Als Future Fit Leader sprichst du Fehler von dir aus an, vor allem wenn es um deine eigenen geht. Du lädst deine Mitarbeiter:innen ein, Störungen und Lücken in Prozessen – vielleicht vorerst anonym auf einem Miroboard – aufzuschreiben. Berichtet ein:e Mitarbeiter:in von Frust oder Fehlern, dann reagierst du wertschätzend und konstruktiv. Darüber hinaus analysierst du, ob die aktuelle Teamkultur Offenheit erschwert: Wird Innovationsgeist und Fehlerkultur wirklich, auch in Form von Beförderungen oder bei der Jahresabschlussfeier, wertgeschätzt?

7 - Sprich über wichtige, schwierige oder heikle Themen von Angesicht zu Angesicht

Gerade in einer stark digitalisierten Welt hat das face-to-face Gespräch seinen Stellenwert, vor allem für komplexe Gespräche. Schwierige oder sensible Anliegen sind dadurch gekennzeichnet, dass du und dein Gegenüber sich in der Sache uneinig seid, dass das Thema emotional aufgeladen ist, dass du dir eine Verhaltensänderung wünscht, oder eine Entschuldigung ansteht

Als Future Fit Leader erkennst du, welche Situationen Kommunikation von Angesicht zu Angesicht erfordern. Du weißt, dass es beim erfolgreichen Austausch nicht um die perfekte Formulierung geht, an der du in der Email stundenlang feilen kannst, sondern um Authentizität, Respekt und Verbundenheit.

Fazit: Wie verbesserst du die Kommunikation in deinem Unternehmen?

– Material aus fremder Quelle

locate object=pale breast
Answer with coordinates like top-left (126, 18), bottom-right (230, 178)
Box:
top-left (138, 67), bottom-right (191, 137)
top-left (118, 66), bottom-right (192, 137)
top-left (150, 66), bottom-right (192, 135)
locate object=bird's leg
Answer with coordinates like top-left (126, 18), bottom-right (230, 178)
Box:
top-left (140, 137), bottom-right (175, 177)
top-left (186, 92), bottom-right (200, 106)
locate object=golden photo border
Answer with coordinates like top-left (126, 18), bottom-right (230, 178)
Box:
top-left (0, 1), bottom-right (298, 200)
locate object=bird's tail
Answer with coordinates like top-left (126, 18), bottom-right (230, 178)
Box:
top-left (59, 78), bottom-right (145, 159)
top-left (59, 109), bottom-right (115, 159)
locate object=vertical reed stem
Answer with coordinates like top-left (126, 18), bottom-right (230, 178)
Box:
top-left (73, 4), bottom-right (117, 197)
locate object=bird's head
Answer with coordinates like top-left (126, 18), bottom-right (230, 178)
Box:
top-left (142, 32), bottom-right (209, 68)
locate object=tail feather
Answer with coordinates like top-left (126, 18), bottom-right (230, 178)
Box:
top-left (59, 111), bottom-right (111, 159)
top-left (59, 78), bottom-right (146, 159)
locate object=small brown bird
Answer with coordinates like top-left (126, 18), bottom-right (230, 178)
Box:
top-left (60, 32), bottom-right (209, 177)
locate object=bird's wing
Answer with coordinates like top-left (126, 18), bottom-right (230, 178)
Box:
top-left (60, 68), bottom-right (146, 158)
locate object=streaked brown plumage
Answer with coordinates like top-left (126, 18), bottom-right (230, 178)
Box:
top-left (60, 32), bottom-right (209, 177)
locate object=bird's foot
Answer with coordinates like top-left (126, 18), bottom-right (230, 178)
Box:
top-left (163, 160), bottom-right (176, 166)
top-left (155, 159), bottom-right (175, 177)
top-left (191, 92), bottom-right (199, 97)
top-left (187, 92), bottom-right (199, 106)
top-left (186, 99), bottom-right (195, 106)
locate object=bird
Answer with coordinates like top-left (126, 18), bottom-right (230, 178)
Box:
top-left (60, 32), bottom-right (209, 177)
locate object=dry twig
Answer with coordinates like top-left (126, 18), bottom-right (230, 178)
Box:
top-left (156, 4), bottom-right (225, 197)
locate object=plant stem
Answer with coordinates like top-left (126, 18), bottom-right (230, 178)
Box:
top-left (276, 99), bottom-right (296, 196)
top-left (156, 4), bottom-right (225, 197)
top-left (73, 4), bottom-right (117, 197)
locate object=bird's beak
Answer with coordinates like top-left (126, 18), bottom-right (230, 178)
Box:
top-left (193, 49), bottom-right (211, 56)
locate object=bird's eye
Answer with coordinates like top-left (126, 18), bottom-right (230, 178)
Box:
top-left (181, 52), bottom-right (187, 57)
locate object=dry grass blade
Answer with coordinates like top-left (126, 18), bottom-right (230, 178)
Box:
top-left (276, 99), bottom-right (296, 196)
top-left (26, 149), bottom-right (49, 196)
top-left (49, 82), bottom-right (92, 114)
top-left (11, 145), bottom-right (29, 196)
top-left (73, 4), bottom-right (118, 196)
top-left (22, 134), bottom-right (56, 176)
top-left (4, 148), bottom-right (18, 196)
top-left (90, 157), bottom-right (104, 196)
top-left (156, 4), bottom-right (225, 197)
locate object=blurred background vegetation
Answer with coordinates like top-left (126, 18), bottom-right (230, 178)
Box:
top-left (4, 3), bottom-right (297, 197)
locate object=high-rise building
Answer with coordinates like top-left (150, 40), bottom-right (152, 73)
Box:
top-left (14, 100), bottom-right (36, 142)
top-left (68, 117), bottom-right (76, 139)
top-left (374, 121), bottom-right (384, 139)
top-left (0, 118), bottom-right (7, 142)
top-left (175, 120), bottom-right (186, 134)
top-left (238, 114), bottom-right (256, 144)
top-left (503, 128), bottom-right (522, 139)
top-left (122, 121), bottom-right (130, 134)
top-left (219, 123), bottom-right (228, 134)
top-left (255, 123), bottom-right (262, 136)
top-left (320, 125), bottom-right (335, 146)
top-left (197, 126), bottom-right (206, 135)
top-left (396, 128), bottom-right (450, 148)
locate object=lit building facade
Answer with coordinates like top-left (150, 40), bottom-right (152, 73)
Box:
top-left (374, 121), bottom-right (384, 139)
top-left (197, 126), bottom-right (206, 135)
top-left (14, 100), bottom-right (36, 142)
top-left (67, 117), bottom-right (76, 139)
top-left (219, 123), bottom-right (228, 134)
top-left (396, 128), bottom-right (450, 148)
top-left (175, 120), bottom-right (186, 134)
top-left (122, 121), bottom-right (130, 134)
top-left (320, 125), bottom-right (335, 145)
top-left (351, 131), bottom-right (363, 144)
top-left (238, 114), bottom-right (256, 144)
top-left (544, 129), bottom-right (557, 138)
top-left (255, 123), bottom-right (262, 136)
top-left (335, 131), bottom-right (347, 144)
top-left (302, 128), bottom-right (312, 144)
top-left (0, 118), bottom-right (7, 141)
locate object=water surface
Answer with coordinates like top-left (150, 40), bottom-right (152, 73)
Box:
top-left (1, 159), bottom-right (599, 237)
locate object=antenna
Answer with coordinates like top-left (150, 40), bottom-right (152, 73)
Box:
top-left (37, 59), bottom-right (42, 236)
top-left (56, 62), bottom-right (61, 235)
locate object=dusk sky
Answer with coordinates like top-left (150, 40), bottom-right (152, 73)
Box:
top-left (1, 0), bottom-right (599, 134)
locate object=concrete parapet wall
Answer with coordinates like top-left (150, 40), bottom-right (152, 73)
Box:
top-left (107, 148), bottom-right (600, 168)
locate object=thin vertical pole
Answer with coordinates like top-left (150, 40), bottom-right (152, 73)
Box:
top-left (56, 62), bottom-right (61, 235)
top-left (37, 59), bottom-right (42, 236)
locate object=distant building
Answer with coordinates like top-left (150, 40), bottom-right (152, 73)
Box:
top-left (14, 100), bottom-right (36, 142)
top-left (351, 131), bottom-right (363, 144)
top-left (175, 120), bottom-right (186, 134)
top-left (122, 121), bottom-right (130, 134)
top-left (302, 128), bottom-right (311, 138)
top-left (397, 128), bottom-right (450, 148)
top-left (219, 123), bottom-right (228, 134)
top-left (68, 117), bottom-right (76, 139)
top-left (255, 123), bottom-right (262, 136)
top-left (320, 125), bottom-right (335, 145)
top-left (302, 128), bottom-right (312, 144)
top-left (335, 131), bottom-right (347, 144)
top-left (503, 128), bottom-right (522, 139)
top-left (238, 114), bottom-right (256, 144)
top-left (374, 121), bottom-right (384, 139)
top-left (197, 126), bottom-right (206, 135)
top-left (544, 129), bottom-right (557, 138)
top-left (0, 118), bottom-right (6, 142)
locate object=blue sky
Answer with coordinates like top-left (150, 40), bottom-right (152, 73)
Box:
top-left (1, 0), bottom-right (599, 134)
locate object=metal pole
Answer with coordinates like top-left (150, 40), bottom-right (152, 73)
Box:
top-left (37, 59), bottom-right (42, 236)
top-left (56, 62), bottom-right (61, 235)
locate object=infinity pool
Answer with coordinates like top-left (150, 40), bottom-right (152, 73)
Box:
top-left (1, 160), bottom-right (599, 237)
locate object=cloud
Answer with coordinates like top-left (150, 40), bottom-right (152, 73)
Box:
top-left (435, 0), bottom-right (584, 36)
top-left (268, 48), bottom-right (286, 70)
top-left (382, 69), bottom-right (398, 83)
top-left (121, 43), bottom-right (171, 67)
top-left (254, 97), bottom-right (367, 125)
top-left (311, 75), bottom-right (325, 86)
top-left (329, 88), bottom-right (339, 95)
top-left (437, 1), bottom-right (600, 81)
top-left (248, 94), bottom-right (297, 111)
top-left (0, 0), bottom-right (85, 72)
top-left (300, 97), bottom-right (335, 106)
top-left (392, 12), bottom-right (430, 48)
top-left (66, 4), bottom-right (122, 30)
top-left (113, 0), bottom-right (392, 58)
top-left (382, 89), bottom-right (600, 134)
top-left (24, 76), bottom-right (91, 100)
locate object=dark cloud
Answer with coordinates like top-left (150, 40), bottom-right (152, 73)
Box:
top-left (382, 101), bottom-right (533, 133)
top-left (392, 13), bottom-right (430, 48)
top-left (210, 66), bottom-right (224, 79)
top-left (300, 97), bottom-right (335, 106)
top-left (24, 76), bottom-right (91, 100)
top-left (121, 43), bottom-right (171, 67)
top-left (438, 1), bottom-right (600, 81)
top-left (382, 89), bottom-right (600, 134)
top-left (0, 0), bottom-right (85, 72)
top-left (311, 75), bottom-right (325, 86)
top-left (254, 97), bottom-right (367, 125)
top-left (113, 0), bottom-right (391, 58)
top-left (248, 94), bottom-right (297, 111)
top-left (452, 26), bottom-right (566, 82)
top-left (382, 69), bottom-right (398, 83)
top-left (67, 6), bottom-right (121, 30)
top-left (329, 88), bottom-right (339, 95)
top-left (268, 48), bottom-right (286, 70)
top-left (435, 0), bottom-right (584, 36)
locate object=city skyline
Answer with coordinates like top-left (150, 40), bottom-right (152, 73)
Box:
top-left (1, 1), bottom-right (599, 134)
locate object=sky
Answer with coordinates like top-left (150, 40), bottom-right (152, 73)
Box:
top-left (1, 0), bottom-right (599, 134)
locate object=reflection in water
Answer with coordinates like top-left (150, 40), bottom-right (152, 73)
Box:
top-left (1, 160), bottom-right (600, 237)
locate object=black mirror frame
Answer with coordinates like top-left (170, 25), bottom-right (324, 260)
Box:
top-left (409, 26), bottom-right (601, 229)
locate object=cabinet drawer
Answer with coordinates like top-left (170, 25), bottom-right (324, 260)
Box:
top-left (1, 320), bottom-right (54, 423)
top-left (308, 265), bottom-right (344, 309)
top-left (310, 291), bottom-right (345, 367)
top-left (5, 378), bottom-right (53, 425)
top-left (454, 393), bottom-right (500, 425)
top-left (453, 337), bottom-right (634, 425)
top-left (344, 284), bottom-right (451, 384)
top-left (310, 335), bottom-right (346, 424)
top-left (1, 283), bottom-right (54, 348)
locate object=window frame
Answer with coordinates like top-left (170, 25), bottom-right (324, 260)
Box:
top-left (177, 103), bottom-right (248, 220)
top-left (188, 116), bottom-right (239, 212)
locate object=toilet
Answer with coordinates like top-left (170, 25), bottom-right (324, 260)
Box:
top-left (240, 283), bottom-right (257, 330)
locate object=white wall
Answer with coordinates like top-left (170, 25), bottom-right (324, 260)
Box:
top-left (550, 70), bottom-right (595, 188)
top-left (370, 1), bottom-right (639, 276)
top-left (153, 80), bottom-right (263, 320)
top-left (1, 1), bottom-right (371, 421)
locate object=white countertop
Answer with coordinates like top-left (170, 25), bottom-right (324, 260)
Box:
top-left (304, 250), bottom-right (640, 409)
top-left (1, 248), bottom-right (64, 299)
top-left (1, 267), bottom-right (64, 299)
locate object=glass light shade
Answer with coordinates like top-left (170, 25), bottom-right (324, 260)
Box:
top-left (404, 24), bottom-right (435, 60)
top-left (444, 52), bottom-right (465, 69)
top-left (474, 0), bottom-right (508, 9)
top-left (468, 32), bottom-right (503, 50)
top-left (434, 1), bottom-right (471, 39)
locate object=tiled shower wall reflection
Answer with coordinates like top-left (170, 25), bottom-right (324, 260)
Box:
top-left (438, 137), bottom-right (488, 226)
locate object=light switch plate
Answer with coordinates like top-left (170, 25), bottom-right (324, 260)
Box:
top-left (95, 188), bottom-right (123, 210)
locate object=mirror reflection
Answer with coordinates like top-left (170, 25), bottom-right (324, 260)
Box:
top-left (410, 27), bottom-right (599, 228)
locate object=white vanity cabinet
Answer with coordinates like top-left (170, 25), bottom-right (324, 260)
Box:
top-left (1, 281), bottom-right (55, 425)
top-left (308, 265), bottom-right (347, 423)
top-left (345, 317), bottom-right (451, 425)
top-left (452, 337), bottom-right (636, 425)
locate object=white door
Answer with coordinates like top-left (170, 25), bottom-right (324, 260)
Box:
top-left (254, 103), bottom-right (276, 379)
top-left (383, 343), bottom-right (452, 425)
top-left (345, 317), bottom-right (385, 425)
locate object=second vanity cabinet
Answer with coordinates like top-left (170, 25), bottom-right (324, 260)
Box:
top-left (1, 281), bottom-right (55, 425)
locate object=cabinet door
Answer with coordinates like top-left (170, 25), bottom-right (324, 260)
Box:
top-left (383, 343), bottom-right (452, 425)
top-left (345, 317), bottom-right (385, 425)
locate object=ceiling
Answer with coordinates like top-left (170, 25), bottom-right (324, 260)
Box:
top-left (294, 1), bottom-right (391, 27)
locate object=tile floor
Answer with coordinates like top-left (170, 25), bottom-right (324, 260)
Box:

Du schätzt Dissens, sprichst zukunftsorientiert, trennst in deinen Formulierungen Emotion von Argument, förderst freies Denken und gemeinschaftliches Handeln, erkennst Beiträge deiner Teammitglieder an, sprichst über Fehler, und nimmst dir Zeit für wichtige face-to-face Gespräche. Ob dein Start-up, KMU oder Konzern in der digitalen Ära erfolgreich ist, hängt von vielen Variablen ab. Kommunikation ist auf jeden Fall eine davon.